In exploring reconciliation, Volf looks at the concept of “sacred memory” and examines two “meta memories”—the Exodus and the Passion of Christ. The purpose of the Passion reminds us that we all are both wronged and wrongdoers, and as such we stand together on equal footing as sinners before God:

since Christ identified with the wronged as well as took on himself the burden of wrongdoing, the memory of the Passion anticipates the resurrection from death to new life for both the wronged and the wrongdoers. But since he also reconciled them in his own flesh on the cross, the Passion memory anticipates as well the formation of a reconciled community even out of deadly enemies.

So it is the gospel that is at the heart of truthful memory.

This discussion on reconciliation sets up the third part of the book, which offers real hope to victims and repentant perpetrators. Volf uses the phrase “river of memory, river of forgetting” to get to the heart of his third question about the duration of memory; I love that he uses Dante as his guide in a “thought experiment” on forgetting. He defines forgetting as “not coming to mind” (which is not the same thing as eradicating memory).

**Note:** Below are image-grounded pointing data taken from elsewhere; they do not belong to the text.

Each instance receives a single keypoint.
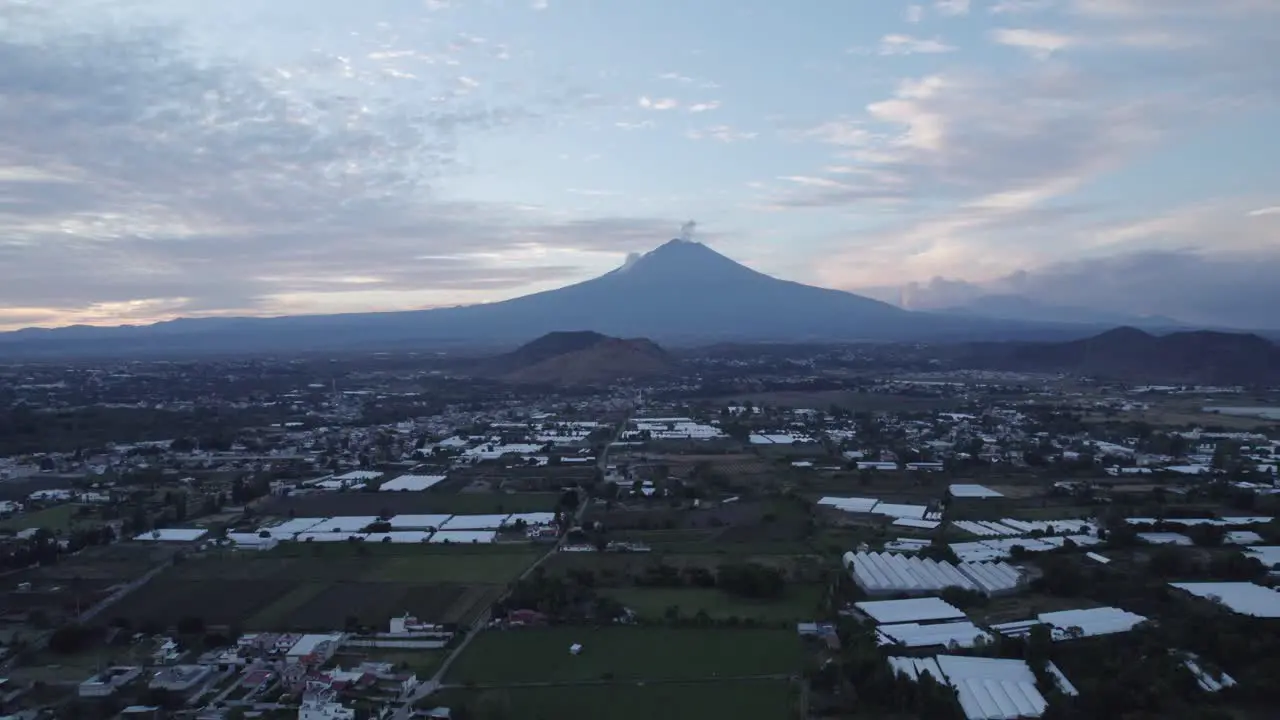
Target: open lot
(800, 604)
(59, 518)
(360, 504)
(640, 654)
(620, 568)
(320, 587)
(748, 700)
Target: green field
(59, 519)
(494, 502)
(443, 568)
(800, 604)
(640, 654)
(754, 700)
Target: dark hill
(581, 358)
(681, 292)
(1129, 354)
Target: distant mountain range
(580, 358)
(1130, 354)
(1022, 308)
(681, 292)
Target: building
(105, 683)
(181, 678)
(320, 702)
(315, 648)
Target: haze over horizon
(179, 158)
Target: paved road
(429, 687)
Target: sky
(184, 158)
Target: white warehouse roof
(417, 522)
(464, 536)
(173, 534)
(937, 634)
(890, 573)
(411, 483)
(1246, 598)
(400, 537)
(474, 522)
(987, 688)
(1093, 621)
(910, 610)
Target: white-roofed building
(417, 522)
(464, 537)
(351, 524)
(892, 574)
(972, 491)
(400, 537)
(1069, 624)
(987, 688)
(173, 534)
(475, 522)
(1266, 554)
(850, 504)
(932, 634)
(411, 483)
(1246, 598)
(530, 518)
(1165, 538)
(913, 610)
(289, 528)
(328, 537)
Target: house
(105, 683)
(315, 648)
(320, 702)
(181, 678)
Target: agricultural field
(58, 519)
(615, 569)
(359, 504)
(745, 700)
(800, 604)
(321, 587)
(622, 652)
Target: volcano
(682, 292)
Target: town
(773, 532)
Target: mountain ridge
(580, 358)
(1132, 354)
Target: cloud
(1020, 7)
(141, 177)
(908, 45)
(658, 103)
(1036, 41)
(1234, 291)
(721, 133)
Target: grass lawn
(643, 654)
(483, 568)
(58, 518)
(755, 700)
(799, 604)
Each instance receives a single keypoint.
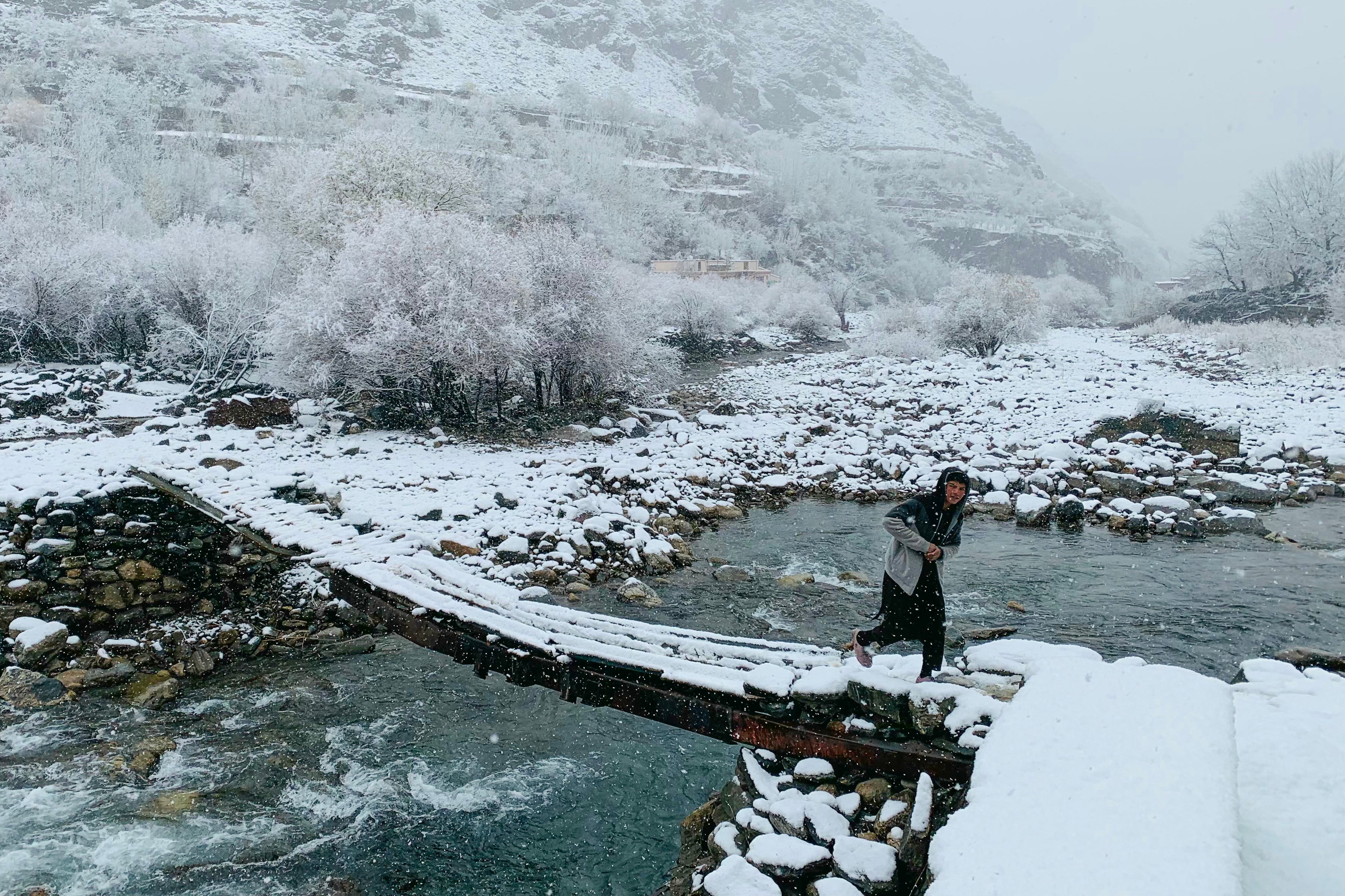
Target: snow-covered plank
(1292, 780)
(1101, 778)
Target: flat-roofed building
(736, 270)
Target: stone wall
(112, 564)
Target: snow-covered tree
(1071, 303)
(984, 311)
(314, 193)
(1136, 301)
(1289, 229)
(213, 288)
(443, 315)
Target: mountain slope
(837, 75)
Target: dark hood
(934, 501)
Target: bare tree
(984, 311)
(1289, 229)
(844, 292)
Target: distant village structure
(730, 270)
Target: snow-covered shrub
(701, 308)
(902, 332)
(1288, 229)
(1270, 345)
(1336, 298)
(213, 290)
(1067, 302)
(1137, 302)
(441, 314)
(795, 303)
(984, 311)
(314, 193)
(68, 292)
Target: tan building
(746, 270)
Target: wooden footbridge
(690, 680)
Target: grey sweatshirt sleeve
(898, 528)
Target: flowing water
(405, 774)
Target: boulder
(545, 576)
(929, 715)
(118, 674)
(461, 545)
(895, 708)
(1243, 494)
(732, 575)
(249, 412)
(29, 689)
(200, 664)
(1070, 513)
(153, 690)
(989, 634)
(356, 646)
(637, 592)
(139, 571)
(1311, 657)
(1033, 510)
(1124, 485)
(873, 793)
(869, 865)
(37, 645)
(789, 859)
(814, 771)
(171, 805)
(513, 551)
(575, 432)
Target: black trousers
(915, 617)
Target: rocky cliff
(837, 76)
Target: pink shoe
(860, 653)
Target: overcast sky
(1175, 106)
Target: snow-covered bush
(1288, 229)
(1067, 302)
(441, 315)
(798, 304)
(213, 290)
(1137, 302)
(1270, 345)
(701, 308)
(984, 311)
(68, 292)
(903, 332)
(708, 308)
(314, 193)
(1336, 298)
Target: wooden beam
(641, 693)
(210, 510)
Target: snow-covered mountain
(836, 76)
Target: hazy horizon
(1175, 108)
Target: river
(405, 774)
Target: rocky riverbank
(801, 825)
(128, 592)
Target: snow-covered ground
(1127, 778)
(1111, 763)
(862, 426)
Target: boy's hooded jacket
(912, 525)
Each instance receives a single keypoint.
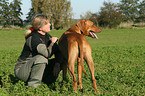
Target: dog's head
(88, 28)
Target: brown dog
(73, 46)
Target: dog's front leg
(80, 73)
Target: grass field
(119, 58)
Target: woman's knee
(39, 59)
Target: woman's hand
(54, 39)
(56, 69)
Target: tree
(129, 9)
(109, 17)
(15, 10)
(141, 9)
(58, 11)
(10, 13)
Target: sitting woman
(33, 65)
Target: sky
(79, 7)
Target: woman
(33, 65)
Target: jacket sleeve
(39, 48)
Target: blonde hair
(38, 22)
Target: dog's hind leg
(89, 60)
(80, 73)
(74, 79)
(73, 54)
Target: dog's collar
(79, 28)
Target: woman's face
(46, 28)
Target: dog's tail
(80, 45)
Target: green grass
(119, 58)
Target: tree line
(60, 13)
(111, 14)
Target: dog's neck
(75, 28)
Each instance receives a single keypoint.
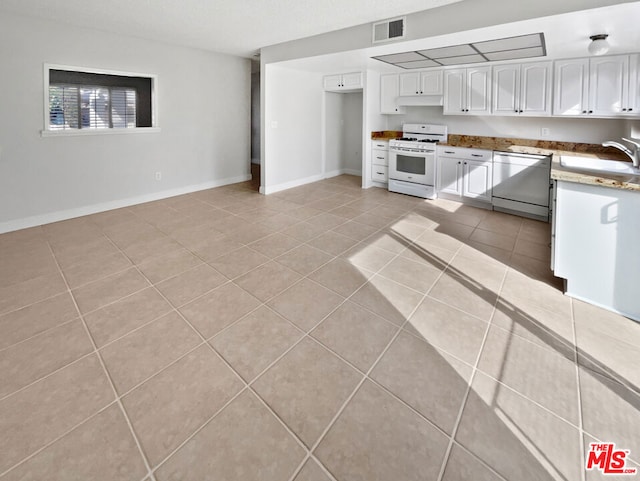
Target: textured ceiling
(238, 27)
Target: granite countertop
(546, 147)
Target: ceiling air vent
(388, 30)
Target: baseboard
(307, 180)
(272, 189)
(335, 173)
(57, 216)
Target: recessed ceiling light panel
(419, 64)
(511, 43)
(476, 58)
(454, 51)
(400, 57)
(511, 48)
(515, 54)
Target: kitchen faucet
(633, 153)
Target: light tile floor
(322, 333)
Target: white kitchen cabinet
(449, 177)
(465, 175)
(467, 91)
(477, 182)
(596, 245)
(522, 89)
(571, 87)
(380, 160)
(608, 84)
(389, 91)
(343, 82)
(597, 87)
(421, 83)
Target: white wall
(343, 133)
(334, 126)
(292, 144)
(203, 112)
(256, 155)
(568, 130)
(352, 133)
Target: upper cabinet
(421, 83)
(522, 89)
(343, 82)
(467, 91)
(389, 91)
(597, 87)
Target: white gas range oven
(412, 160)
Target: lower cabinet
(380, 161)
(463, 177)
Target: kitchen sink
(598, 165)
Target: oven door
(417, 167)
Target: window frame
(48, 132)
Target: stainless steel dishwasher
(521, 184)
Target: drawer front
(379, 173)
(380, 144)
(479, 155)
(380, 157)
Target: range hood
(420, 100)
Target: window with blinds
(91, 107)
(80, 100)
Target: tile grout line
(311, 455)
(247, 385)
(110, 380)
(465, 398)
(581, 432)
(399, 330)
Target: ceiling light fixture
(599, 44)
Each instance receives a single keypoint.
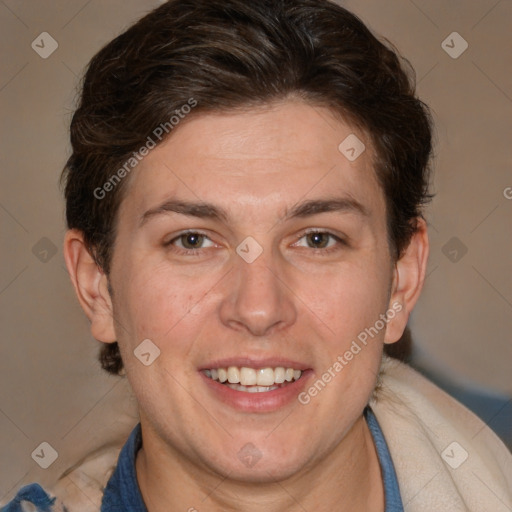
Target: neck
(348, 479)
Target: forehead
(257, 161)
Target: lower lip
(265, 401)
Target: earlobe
(408, 279)
(91, 286)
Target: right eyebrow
(200, 210)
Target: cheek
(347, 300)
(158, 304)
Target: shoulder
(446, 458)
(79, 489)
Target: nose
(258, 299)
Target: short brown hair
(229, 54)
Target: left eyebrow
(317, 206)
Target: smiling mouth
(254, 380)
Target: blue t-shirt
(122, 492)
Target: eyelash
(196, 252)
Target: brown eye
(191, 240)
(318, 240)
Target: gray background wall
(52, 389)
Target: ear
(408, 279)
(91, 286)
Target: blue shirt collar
(123, 493)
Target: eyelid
(178, 235)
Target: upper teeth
(252, 377)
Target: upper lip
(250, 362)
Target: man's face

He declares that “under certain conditions the absence of the memory of wrongs suffered [and committed] is desirable,” and for support and illumination he examines Kierkegaard, Nietzsche, and Freud as significant “defenders of forgetting.”

At all times, Volf reminds us that the ideal we seek is the world to come, that the last judgment is a “social event” that inaugurates the final state of being and serves as the “transition to the world of love.” He acknowledges that his faith requires him to not only accept but desire that Captain G. be seated next to him at the marriage feast of the Lamb!

We are frail: “our sense of personal identity is a result of both remembering and forgetting.” And yet, we may be comforted and rejoice because “our identity is fundamentally in God’s hands, not ours, and certainly not in the hands of those who have wronged us.” Amen!

Though inspired and informed by his personal turmoil, this is not a memoir, but a detailed theology of remembering, and readers should be prepared to navigate theological and philosophical constructs. Cogently argued, uncomfortably accurate, and immensely challenging, The End of Memory has redefined my understanding of justice and reconciliation.